Lowland multimodality detection

Andrey Akinshin · 2020-11-03

Multimodality is an essential feature of a distribution, which may create many troubles during automatic analysis. One of the best ways to work with such distributions is to detect all the modes in advance based on the given samples. Unfortunately, this problem is much harder than it looks like.

I tried many different approaches for multimodality detection, but none of them was good enough. During the past several years, my approach of choice was the mvalue-based modal test by Brendan Gregg. It works nicely in simple cases, but I was constantly stumbling over noisy samples where this algorithm doesn’t produce reliable results. Also, it has some limitations that make it inapplicable to some corner cases.
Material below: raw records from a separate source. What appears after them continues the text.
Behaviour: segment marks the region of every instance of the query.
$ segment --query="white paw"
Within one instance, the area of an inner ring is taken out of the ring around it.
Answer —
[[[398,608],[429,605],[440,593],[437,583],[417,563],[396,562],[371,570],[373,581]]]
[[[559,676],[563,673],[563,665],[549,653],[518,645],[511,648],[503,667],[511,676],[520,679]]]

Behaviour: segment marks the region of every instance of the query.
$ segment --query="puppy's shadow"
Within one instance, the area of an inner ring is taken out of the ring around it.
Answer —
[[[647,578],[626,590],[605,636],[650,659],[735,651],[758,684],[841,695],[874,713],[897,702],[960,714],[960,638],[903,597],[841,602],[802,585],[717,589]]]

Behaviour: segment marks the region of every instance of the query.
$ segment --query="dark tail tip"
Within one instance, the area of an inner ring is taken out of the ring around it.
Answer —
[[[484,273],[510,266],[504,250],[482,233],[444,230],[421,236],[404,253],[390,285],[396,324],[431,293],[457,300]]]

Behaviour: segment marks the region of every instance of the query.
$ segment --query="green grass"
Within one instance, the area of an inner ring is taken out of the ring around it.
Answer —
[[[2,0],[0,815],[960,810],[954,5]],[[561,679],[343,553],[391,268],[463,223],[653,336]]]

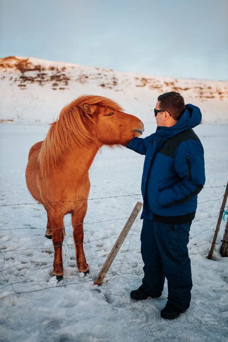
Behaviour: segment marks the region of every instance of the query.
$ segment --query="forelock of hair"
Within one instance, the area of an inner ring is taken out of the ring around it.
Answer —
[[[64,107],[59,118],[51,124],[43,142],[39,161],[43,174],[53,170],[69,149],[76,149],[77,145],[88,145],[92,140],[90,129],[96,124],[93,115],[83,111],[84,104],[123,112],[121,107],[112,100],[92,95],[82,95]]]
So, I needed a better approach. Here are my main requirements:

It should detect the exact mode locations and ranges
It should provide reliable results even on noisy samples
It should be able to detect multimodality even when some modes are extremely close to each other
It should work out of the box without tricky parameter tuning for each specific distribution

I failed to find such an algorithm anywhere, so I came up with my own! The current working title is “the lowland multimodality detector.” It takes an estimation of the probability density function (PDF) and tries to find “lowlands” (areas that are much lower than neighboring peaks). Next, it splits the plot by these lowlands and detects modes between them. For the PDF estimation, it uses the quantile-respectful density estimation based on the Harrell-Davis quantile estimator (QRDE-HD) (see also A new distribution-free quantile estimator
By Frank E Harrell, C E Davis · 1982 harrell1982) Let me explain how it works in detail.

The problem

How many modes do you see in the above image? It’s a trick question because it depends on the “mode” definition and on the kind of plot we have. Here are some possible options:

The plot is an exact probability density function; the mode is the global maxima.
In this case, we have only a single mode (0.02).
The plot is an exact probability density function; the mode is a local maxima.
In this case, we have seven modes (-2.38, -1.11, 0.02, 0.41, 0.91, 1.61, 1.99).
The plot is an estimated probability density function based on a sample; the mode is a local maxima on the underlying distribution.
In this case, it’s impossible to answer the question based on the given plot. Meanwhile, the correct answer is “one”: the samples were collected from the normal distribution $\mathcal{N}(0, 1^2)$ (the picture presents a kernel density estimation with bandwidth = 0.1 based on the normal kernel).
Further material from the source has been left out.